UK - Visitors flocked to the first day of the British Pig & Poultry Fair on Tuesday, with standing room only at the ever popular forum programmes.
Kicking off with the outlook for the poultry and egg sector were Chris Hall from Cargill and Tom Willings, formerly of Noble Foods. That was followed up by the pig market outlook featuring Phil Woodhall from Thames Valley Cambac and Meryl Ward of AHDB Pork.
Although the sectors were facing extremely different challenges and opportunities, there were also considerable similarities, with retail price pressure, potential oversupply, and a need for innovation a few of the common themes.
In the egg sector, retailer price wars had slashed the price of six eggs from £1.40 two years ago to just 79p now, said Mr Willings. “At the same time volume sales have grown at an unprecedented rate – but we are bleeding value.” There was still huge opportunity for growth in sales, but he forecast a period of oversupply in the medium term. “I suspect there are tougher times ahead – and I do worry about what will happen when the cost of feed increases.”
As demand increasingly moved away from colony and barn eggs to free-range systems, the industry would have to find a way to structurally change in a measured manner to avoid oversupply, he added. However, on a more positive note, consumer demand for healthy, high protein, convenient food placed eggs and poultry meat in a very strong position.
In the poultry market, volume sales had increased by 5.2% over the past year, but in price terms the total spend was only 1.5% up, said Mr Hall. Duck was outperforming both chicken and turkey, with a 45% increase in volume sales and a 37% rise in value. “That is really being driven by a huge amount of innovation – duck is leading the way.”
Processors could learn from the duck sector by making better use of the whole carcass at a time when consumers were increasingly demanding quick and easy cuts like breast fillets, added Mr Hall.
The same was true in the pig sector, with consumers eating more ready meals and snacks and taking less time to prepare meals from scratch, said Mr Woodhall. Sales of fresh and processed products like sausages had declined, and more needed to be done to produce innovative products. “Savoury snacks are where the future is.”

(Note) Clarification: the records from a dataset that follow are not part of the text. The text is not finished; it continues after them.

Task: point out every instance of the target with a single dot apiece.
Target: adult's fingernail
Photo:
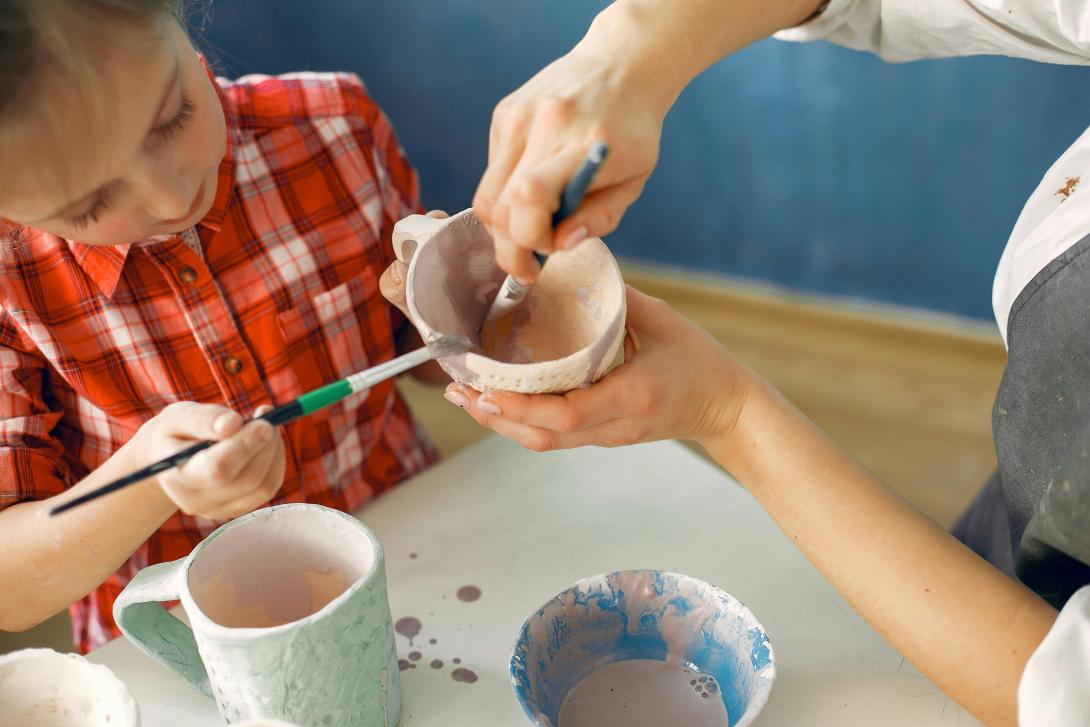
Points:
(574, 238)
(457, 398)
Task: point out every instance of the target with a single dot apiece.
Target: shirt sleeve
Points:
(31, 459)
(397, 180)
(1056, 681)
(1054, 32)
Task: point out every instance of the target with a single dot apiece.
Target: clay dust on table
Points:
(408, 627)
(469, 593)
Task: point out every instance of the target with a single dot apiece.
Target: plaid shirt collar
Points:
(103, 264)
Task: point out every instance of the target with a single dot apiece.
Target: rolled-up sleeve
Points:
(1048, 31)
(1055, 686)
(31, 459)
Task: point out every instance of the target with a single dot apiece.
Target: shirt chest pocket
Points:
(334, 334)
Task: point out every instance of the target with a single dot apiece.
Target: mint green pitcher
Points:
(290, 619)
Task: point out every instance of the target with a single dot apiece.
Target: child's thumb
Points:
(195, 421)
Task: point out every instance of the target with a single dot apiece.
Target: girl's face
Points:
(140, 160)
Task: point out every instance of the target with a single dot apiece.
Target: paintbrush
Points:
(439, 347)
(512, 292)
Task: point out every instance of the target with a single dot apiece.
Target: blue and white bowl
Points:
(645, 615)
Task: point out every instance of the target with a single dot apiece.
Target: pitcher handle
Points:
(413, 231)
(140, 615)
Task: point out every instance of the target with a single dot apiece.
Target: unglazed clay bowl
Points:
(43, 688)
(680, 621)
(570, 327)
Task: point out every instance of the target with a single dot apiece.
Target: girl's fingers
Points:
(268, 481)
(226, 461)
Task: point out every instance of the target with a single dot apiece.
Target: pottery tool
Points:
(439, 347)
(512, 292)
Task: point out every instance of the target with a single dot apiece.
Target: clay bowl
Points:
(43, 687)
(577, 307)
(643, 615)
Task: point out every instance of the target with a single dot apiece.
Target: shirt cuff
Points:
(828, 17)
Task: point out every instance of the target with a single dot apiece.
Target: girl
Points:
(179, 253)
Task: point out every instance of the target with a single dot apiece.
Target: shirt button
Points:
(188, 275)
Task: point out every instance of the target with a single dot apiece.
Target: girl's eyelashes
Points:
(100, 204)
(176, 124)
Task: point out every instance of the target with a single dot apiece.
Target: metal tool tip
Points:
(448, 344)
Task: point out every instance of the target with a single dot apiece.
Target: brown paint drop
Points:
(465, 676)
(408, 627)
(469, 593)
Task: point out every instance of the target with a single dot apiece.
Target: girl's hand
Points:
(237, 475)
(677, 382)
(542, 132)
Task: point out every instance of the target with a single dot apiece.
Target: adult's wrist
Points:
(641, 50)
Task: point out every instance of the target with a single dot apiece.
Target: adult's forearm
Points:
(958, 619)
(48, 562)
(665, 44)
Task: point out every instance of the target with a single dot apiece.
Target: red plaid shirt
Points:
(274, 293)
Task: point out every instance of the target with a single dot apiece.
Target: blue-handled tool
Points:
(512, 292)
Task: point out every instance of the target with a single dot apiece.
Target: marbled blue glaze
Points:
(588, 626)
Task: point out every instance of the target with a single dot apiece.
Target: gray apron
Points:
(1032, 519)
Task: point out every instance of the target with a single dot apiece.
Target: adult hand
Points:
(542, 132)
(677, 382)
(238, 474)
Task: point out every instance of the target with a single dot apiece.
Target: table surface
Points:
(522, 526)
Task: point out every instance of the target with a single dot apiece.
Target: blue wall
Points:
(811, 167)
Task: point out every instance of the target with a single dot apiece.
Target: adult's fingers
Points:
(392, 286)
(612, 433)
(267, 475)
(532, 195)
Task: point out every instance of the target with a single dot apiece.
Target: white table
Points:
(522, 526)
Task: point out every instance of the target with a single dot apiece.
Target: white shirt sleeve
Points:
(1049, 31)
(1055, 686)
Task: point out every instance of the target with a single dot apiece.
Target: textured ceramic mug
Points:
(289, 615)
(41, 687)
(643, 615)
(452, 279)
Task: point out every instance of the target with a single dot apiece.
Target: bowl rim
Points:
(752, 710)
(512, 368)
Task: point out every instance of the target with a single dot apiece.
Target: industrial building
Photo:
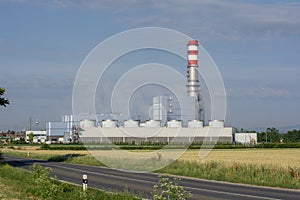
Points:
(63, 131)
(38, 136)
(162, 128)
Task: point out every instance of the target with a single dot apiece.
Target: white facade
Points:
(161, 108)
(245, 138)
(156, 134)
(38, 136)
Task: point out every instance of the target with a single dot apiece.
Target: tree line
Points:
(272, 135)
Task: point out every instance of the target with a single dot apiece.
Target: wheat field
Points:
(282, 157)
(277, 157)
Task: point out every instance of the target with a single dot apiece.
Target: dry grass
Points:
(277, 157)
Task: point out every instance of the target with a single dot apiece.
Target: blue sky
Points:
(255, 45)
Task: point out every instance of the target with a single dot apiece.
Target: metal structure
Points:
(192, 78)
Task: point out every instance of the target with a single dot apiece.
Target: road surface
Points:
(142, 183)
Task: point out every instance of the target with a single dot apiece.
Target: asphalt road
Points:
(142, 183)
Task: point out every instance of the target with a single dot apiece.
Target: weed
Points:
(168, 189)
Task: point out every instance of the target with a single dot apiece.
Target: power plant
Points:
(162, 128)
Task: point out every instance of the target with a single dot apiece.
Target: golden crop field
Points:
(282, 157)
(279, 157)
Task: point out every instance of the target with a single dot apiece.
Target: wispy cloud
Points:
(222, 19)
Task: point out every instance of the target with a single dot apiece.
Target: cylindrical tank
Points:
(109, 123)
(131, 123)
(195, 124)
(153, 123)
(216, 123)
(85, 123)
(174, 124)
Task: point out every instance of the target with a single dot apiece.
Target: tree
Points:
(292, 136)
(3, 100)
(273, 135)
(30, 137)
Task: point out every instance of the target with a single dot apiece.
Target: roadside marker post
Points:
(84, 182)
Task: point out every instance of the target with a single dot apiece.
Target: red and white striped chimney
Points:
(192, 68)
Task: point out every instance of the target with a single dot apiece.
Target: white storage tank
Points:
(131, 123)
(216, 123)
(195, 124)
(87, 123)
(153, 123)
(109, 123)
(174, 124)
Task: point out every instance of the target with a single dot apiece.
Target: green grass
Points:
(264, 175)
(16, 183)
(69, 158)
(254, 174)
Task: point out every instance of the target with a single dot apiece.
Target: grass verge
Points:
(249, 173)
(19, 184)
(264, 175)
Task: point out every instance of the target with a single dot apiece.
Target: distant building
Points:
(245, 138)
(61, 131)
(38, 136)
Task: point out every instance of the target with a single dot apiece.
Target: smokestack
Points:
(192, 78)
(192, 69)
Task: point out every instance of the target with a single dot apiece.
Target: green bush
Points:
(168, 189)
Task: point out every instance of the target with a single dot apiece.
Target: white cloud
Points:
(223, 19)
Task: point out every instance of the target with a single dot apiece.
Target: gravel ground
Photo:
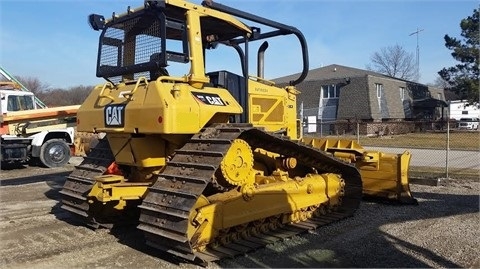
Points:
(442, 231)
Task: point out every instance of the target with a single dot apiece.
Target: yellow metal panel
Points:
(160, 107)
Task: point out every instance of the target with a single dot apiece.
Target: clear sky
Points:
(51, 40)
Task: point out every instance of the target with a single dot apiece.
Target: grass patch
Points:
(439, 172)
(458, 140)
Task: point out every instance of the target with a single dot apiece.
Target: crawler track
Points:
(81, 180)
(165, 210)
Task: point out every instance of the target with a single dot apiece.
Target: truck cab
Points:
(29, 133)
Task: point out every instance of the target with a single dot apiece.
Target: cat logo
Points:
(209, 98)
(115, 115)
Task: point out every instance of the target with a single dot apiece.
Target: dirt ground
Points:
(442, 231)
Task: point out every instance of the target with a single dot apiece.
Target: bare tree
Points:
(33, 84)
(440, 83)
(394, 61)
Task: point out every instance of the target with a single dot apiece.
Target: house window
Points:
(402, 93)
(379, 88)
(330, 91)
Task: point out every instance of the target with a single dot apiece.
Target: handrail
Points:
(102, 95)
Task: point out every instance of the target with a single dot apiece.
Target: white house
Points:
(462, 109)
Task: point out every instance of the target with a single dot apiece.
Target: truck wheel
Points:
(54, 153)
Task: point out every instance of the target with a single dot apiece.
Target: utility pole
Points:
(418, 53)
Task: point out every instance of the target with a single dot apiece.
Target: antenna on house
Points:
(418, 53)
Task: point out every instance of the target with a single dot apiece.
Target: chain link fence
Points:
(440, 149)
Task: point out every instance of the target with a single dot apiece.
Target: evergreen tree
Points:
(463, 77)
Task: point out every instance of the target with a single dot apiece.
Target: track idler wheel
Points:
(237, 165)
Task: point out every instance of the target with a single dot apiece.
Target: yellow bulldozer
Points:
(210, 164)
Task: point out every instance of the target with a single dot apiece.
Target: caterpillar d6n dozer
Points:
(208, 164)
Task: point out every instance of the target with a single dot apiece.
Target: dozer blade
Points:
(384, 175)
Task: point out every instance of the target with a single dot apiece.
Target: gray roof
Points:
(333, 71)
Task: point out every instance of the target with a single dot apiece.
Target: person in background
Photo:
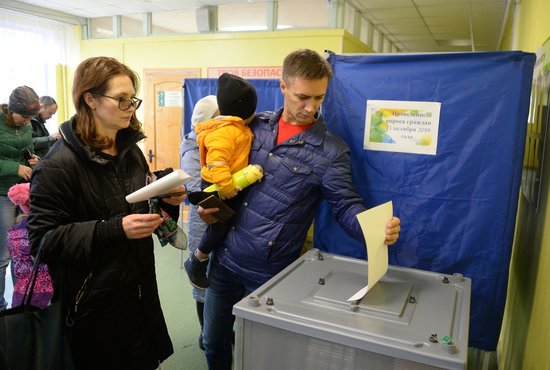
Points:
(205, 109)
(22, 261)
(16, 162)
(303, 163)
(99, 248)
(41, 138)
(224, 143)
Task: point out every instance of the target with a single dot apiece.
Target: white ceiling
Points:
(411, 25)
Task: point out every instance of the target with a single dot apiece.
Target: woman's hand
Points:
(138, 225)
(33, 161)
(392, 230)
(24, 172)
(176, 200)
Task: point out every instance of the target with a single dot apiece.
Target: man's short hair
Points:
(46, 101)
(307, 64)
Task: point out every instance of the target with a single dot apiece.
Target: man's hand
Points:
(392, 231)
(206, 214)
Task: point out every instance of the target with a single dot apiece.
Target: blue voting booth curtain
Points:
(269, 94)
(457, 207)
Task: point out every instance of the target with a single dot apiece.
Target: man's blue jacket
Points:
(271, 225)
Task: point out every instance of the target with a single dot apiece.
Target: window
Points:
(35, 47)
(131, 25)
(302, 14)
(101, 27)
(249, 17)
(174, 22)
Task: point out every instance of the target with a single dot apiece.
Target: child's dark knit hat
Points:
(236, 96)
(24, 101)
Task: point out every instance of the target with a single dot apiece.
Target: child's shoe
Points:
(196, 271)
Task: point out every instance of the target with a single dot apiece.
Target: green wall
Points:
(526, 328)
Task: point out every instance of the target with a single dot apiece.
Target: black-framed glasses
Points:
(125, 104)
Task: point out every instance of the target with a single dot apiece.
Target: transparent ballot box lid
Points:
(418, 316)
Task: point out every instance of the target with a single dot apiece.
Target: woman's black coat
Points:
(79, 194)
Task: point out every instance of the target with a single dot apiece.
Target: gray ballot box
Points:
(300, 319)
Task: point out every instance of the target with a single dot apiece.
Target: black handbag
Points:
(34, 338)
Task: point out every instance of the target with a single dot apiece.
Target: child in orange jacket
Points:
(224, 144)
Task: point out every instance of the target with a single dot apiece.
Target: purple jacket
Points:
(18, 246)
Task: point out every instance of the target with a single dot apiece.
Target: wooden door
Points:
(163, 101)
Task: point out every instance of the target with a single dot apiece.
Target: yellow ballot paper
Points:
(373, 223)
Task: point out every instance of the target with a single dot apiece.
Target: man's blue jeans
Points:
(226, 288)
(7, 217)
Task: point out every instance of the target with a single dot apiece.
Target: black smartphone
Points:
(27, 154)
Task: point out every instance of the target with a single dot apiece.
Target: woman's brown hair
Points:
(93, 76)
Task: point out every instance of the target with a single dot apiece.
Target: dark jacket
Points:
(79, 194)
(13, 141)
(41, 139)
(271, 226)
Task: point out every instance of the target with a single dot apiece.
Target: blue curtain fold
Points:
(458, 207)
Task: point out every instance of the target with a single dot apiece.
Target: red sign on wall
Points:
(247, 72)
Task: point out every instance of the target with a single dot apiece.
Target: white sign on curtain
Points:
(402, 126)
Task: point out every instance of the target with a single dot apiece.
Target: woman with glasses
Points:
(100, 247)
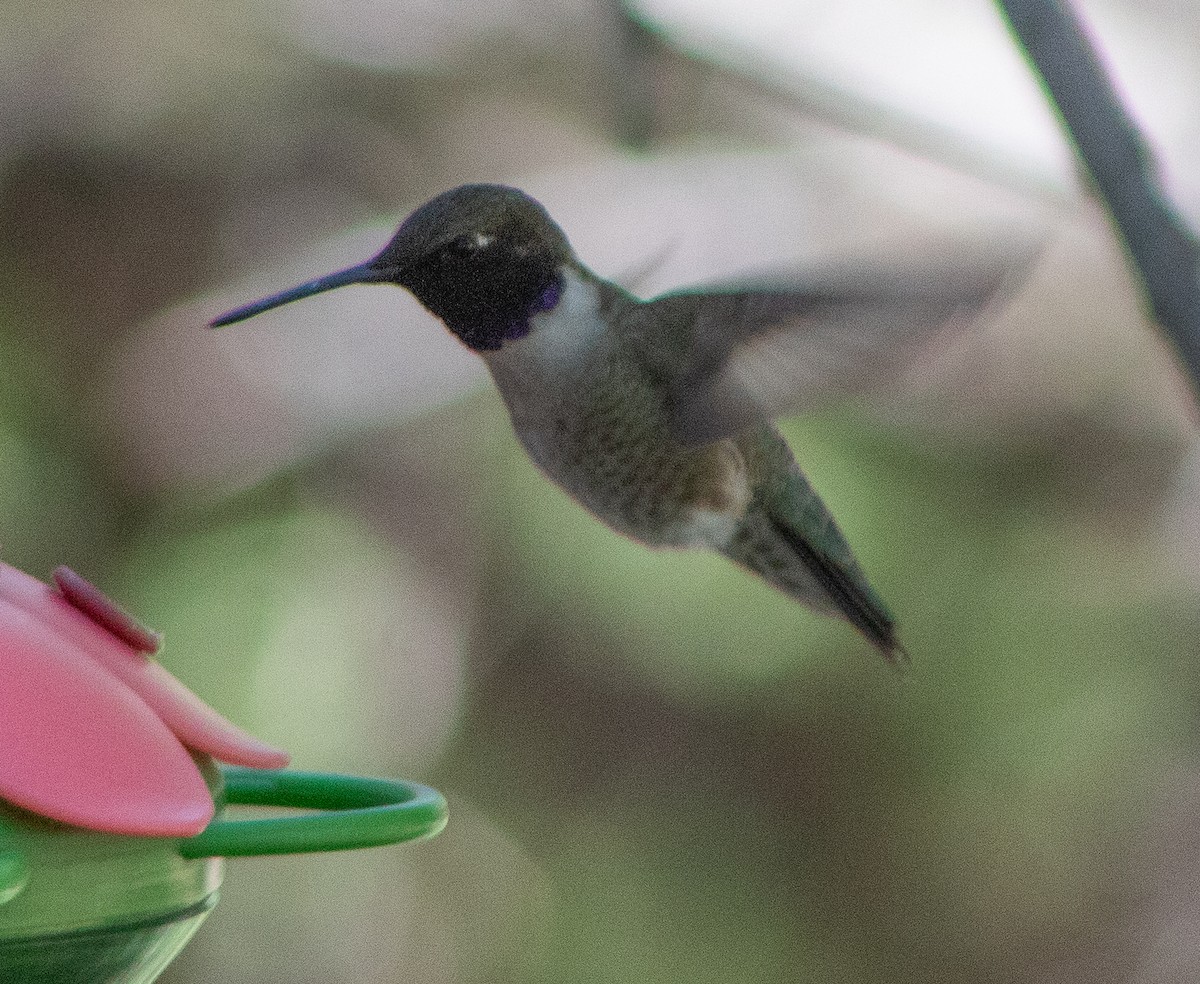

Pig prices had slumped over the past couple of years, as slaughterings and carcass weights both increased, he added. However, UK and EU production was now likely to ease, the UK premium over EU pork had narrowed, and consumption was tracking back up.
Exports of pigmeat had also recovered to near the high levels of the late 1990s, said Mrs Ward. “In 2016 exports will be worth £390m and there is a lot of strategic work going on to open up new markets.”
With exports so important to the sector, retaining disease-free status and having solid contingency plans in place was vitally important, she added.
In the afternoon sessions, producers heard how to make marginal gains in productivity and profitability through small changes. ABN explored how producers could benefit from innovation in nutrition, while a range of farmers and industry experts discussed how technology, performance recording and everyday attention to detail was helping them to improve their own businesses.
“With more than 80 new products highlighted in the new Innovation Trail, visitors had plenty of bright ideas to take home to improve their businesses,” said Fair Organiser Alice Bell.
“The atmosphere on the first day of the Fair was extremely upbeat, and we are looking forward to a busy day on Wednesday, kicking off with a topical Brexit debate with BBC Farming Today.”